Back into shoes, back walking on the ground—stumping along, it felt, after the skating. Frank felt a little tense, and they drew apart as they walked. Frank searched for something to talk about.

They walked more slowly, as if to prolong the evening, or stave off an awkward moment. Two single adults, out on a date in Manhattan, with empty hotel rooms waiting, in the same hotel; and no one on Earth knew where they were at that moment, except them. The theoretical possibilities were obvious.

But she was his boss, and about a decade older than him. Not that that mattered—though it did—but it was the professional relationship that was the main thing, standing like the bottom half of a Dutch door between them. So much could go wrong. So much could be misinterpreted. They were going to be working together for the foreseeable future. And then there was Caroline too, the existence of Caroline which had changed everything in his life; except not, it seemed, the content of this parcel of it.

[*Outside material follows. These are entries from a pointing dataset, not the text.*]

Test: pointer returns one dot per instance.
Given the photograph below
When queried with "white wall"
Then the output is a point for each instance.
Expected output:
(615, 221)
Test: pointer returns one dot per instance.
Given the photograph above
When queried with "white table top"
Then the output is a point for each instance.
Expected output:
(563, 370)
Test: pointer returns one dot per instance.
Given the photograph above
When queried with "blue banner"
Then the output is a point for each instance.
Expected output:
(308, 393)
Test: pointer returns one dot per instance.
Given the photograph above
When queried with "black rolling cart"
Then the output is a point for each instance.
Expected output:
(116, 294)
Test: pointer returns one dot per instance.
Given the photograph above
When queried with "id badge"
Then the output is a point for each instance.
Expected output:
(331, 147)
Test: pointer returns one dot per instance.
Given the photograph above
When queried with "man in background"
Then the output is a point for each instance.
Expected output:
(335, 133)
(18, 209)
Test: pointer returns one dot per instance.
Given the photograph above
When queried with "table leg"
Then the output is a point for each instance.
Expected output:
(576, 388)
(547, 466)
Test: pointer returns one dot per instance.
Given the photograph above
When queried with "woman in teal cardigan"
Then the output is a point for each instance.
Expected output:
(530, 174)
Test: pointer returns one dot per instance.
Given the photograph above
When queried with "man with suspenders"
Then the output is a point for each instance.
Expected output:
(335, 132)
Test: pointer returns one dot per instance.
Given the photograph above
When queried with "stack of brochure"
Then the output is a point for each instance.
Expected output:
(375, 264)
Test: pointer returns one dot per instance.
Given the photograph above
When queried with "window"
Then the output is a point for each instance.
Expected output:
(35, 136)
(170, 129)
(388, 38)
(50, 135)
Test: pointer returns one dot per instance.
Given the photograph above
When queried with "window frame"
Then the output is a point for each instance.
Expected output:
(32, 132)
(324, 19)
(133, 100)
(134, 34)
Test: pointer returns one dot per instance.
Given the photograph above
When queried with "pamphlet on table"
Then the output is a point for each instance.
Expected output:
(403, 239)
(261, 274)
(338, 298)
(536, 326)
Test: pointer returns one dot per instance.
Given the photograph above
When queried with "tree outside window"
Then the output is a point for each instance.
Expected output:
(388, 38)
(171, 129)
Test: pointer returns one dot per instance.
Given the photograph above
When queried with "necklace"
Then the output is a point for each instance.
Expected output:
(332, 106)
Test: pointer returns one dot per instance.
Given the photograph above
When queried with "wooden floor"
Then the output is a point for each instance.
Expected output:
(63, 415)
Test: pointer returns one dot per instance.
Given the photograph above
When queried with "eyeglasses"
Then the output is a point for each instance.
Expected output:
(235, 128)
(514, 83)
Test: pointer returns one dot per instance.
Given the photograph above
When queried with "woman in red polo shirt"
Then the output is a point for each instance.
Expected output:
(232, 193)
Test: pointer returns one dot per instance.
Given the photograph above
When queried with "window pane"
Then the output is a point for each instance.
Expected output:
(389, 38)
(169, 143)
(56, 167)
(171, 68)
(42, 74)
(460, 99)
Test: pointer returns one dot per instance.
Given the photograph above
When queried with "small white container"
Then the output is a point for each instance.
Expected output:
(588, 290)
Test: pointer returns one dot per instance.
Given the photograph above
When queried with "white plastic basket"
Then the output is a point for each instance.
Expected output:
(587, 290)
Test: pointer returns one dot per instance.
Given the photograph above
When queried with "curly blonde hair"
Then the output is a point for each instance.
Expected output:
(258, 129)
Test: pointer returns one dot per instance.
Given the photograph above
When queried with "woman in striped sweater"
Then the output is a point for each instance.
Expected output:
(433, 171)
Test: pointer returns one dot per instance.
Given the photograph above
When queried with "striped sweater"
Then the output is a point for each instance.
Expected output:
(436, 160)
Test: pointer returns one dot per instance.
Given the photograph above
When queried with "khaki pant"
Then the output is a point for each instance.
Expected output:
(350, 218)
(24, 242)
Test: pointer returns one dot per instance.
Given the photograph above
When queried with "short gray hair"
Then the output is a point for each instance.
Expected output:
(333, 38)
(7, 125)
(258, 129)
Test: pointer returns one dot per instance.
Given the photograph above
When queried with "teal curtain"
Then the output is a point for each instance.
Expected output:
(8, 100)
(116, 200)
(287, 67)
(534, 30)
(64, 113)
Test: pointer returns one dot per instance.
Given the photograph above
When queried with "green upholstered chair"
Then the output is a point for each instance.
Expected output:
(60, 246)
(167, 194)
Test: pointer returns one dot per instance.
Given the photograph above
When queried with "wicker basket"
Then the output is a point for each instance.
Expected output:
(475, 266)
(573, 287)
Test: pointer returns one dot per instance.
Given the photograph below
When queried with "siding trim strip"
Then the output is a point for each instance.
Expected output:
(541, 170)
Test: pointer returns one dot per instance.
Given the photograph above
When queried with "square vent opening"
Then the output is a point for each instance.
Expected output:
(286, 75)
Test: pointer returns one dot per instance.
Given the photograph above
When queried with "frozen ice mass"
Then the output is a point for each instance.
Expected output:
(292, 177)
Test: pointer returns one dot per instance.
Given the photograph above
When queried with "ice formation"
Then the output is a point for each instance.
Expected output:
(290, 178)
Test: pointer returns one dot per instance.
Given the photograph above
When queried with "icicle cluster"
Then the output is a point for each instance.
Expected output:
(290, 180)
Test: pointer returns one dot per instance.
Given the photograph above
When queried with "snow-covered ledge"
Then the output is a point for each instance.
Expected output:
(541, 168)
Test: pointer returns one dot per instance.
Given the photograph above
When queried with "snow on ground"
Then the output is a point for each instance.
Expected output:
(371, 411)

The incorrigible scientist inside him was trying to analyze the situation. Every street they came to had a red light, and there was time to think, perhaps too much time. Alpha females often led their troop in all the most fundamental ways, particularly matters of sexual access, meaning reproductive success. The alpha males—and really, in this situation Frank almost might be considered a beta male—they were almost ceremonial in their powers. They got what they wanted, but did not control the troop.

Well, whatever; at this moment that wasn’t really the point. He needed to know what to do. It was like being in high school. He had hated high school for this very reason.

Diane sighed. He glanced at her; she was smiling her little smile. “That was fun,” she said. “I never take time like this anymore.”

She was keeping a good distance between them.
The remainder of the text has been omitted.